In the current study, molecular pathotyping of equine E. coli isolates showed that more than one-third of them belonged to one of the diarrheagenic E. coli pathotypes including STEC and EPEC; the most prevalent pathotype was STEC (more than one-fourth of the isolates) followed by potential EPEC (less than 5 %). A few studies have reported the pathotypes in horses which mostly revealed low prevalence of them; Kennedy et al. (2018) in Ireland showed that none of the equine E. coli isolates obtained from 83 fecal samples were STEC or EPEC [18]. In the USA, a very low STEC prevalence, one from 242 equine E. coli isolates, has been reported [19]. Also Pichner et al. (2005) found only one STEC isolate among the 400 screened horse fecal samples in Germany [20]. Hamzeh et al. (2013) and Luna et al. (2018) have been observed STECs in 16.7 % and 11.7 % frequencies, respectively; the sample size in the two latter studies were small (less than 20 horses) [21, 22]. Chandran et al. (2013) have screened E. coli isolates from 11 different host sources and revealed that EPEC had the highest prevalence in horses (50 %) [23]. Despite the low STEC prevalence in horses, exposure to horse feces has been reported as a significant risk factor for clinical cases of STEC infections in humans [24, 25].

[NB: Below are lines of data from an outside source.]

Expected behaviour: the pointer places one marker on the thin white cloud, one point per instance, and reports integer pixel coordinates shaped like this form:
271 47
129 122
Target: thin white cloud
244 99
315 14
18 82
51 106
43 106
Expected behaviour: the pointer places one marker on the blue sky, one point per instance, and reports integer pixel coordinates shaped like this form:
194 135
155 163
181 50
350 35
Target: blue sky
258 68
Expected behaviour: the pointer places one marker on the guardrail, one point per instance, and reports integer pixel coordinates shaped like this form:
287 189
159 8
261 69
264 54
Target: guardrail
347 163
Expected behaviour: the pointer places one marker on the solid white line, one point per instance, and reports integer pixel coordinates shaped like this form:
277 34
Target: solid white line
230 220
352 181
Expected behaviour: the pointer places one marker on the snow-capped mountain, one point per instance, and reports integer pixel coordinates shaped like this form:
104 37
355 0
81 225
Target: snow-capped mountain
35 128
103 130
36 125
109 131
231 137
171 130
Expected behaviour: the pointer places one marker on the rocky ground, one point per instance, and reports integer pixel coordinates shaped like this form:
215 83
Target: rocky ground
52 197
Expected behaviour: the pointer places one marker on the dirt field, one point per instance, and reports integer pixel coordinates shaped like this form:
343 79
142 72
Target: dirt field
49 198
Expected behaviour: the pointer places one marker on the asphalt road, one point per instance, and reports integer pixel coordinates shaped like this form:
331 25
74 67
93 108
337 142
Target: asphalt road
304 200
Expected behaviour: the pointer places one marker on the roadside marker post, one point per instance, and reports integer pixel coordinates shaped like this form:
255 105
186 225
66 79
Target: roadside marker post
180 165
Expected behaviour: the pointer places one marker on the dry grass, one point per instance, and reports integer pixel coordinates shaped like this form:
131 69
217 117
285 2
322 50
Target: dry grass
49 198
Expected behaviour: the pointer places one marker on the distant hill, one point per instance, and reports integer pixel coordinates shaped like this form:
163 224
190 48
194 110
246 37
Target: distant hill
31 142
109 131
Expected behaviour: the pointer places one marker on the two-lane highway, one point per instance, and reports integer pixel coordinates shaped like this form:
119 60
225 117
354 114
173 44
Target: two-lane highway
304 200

STEC pathotypes are usually detected from healthy horses and no clinical features have been observed in these cases. In a research in USA, positive horses for STEC were kept on farms containing ruminants [19]. Generally, ruminants are considered as the primary reservoir of the intestinal pathotypes; equids are not the main source of STEC and EPEC and they are known as spill-over hosts, the secondary species host exposed to the STEC through close contact with ruminants or feeding materials contaminated with ruminant manure [21]. Interestingly, all detected pathotypes of this study belonged to the horses with no history of ruminant direct contact.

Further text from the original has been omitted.